Variation of a strongly bounded measure is strongly bounded too Let $\mathcal{A}$ be a field of subsets of a set $\Omega$, $X$ a Banach space and $\mu:\mathcal{A}\rightarrow X$ a finitely additive vector measure. 
The variation of $\mu$ is the extended nonnegative function $|\mu|$ whose value  on a set $E\in\mathcal{A}$ is given by $$|\mu|(E)=\sup_\pi\sum_{A\in\pi}\|\mu(A)\|,$$ where the supremum is taken over all partitions $\pi$ of $E$ into a finite number of pairwise disjoint members of $\mathcal{A}$.
It can be shown that $|\mu|$ is also a finitely additive measure.
A finitely additive measure $\mu$ is said to be exhaustive (or strongly bounded) if for every $(E_n)$ sequence of pairwise disjoint members of $\mathcal{A}$, then $\lim_n\mu(E_n) = 0$. 
It is easy to show that $|\mu|$ exhaustive implies $\mu$ exhaustive for every $X-$valued finitely additive measure.
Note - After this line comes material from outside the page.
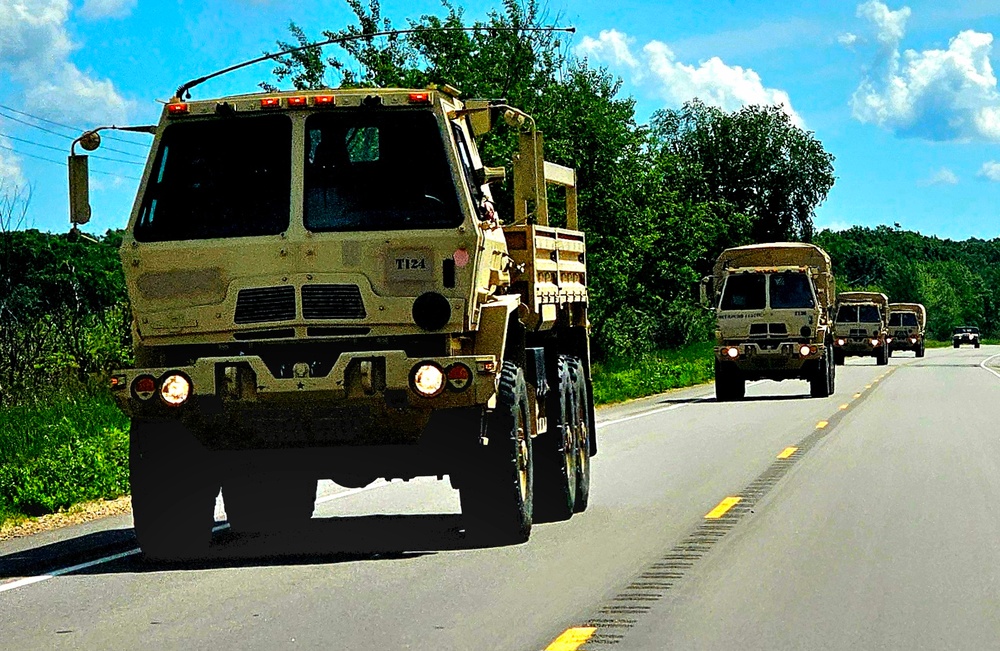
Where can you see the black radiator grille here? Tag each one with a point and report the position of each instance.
(332, 302)
(265, 304)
If $\mu$ is real-valued or complex-valued and bounded, it can be shown that $\mu$ exhaustive implies $|\mu|$ exhaustive.
Does a bounded $\mu$ that is exhaustive imply $|\mu|$ exhaustive for an $X-$valued finitely additive measure?
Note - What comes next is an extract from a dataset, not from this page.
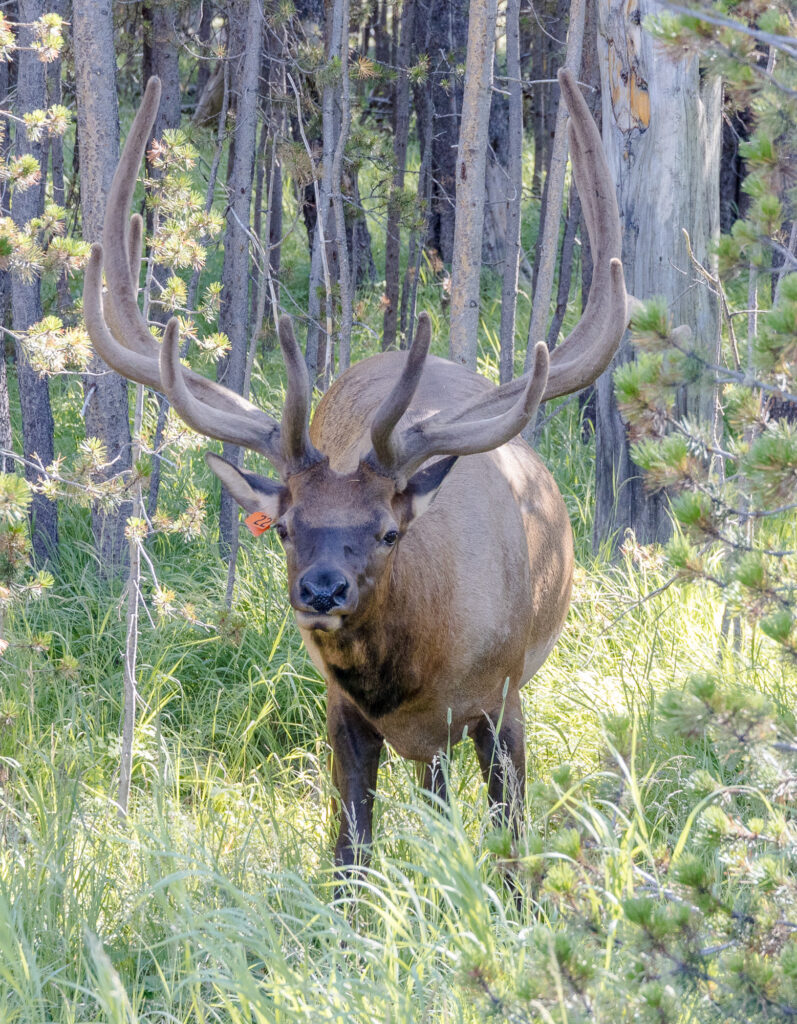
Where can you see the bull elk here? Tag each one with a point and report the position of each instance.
(429, 553)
I am unsure of how to prove this and I was wondering if I could get a hint. 
Thanks!
 A: If I understood well, you are supposing that given a bounded exhaustive measure $\mu$, its total variation $\vert\mu\vert$ is also an exhaustive measure. I believe that this is not true for all infinite dimensional spaces.
Firs of all, please note that every exhaustive measure is bounded (see Corollary 19 at page 9 of Vector measure by Diestel and Uhl), so if your conjecture were true then every exhaustive measure would automatically have bounded variation. This last assertion is not true in general, as shown in the example 16 at page 7 of Vector Measure (by Diestel and Uhl).
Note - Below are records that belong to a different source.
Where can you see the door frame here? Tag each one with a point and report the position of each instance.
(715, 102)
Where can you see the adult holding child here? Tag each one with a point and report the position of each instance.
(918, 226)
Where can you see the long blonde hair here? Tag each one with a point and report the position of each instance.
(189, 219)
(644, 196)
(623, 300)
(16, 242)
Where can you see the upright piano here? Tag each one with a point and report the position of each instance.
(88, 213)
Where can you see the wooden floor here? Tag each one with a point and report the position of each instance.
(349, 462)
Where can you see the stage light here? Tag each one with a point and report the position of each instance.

In any case, if $X$ is a Banach space, $\Sigma$ a field of subsets of $\Omega$ and $\mu\colon \Sigma\to X$ is an exhaustive measure, it can be proved that $\vert\mu\vert$ is exhaustive if and only if $\vert\mu\vert$ is bounded. This means that your conjecture is true whenever $X$ is such that every exhaustive measure has bounded variation, which are just the finite dimensional spaces by the Dvoretsky-Rogers theorem.
I hope this answer your question, even if such a long time has passed.
Niccolò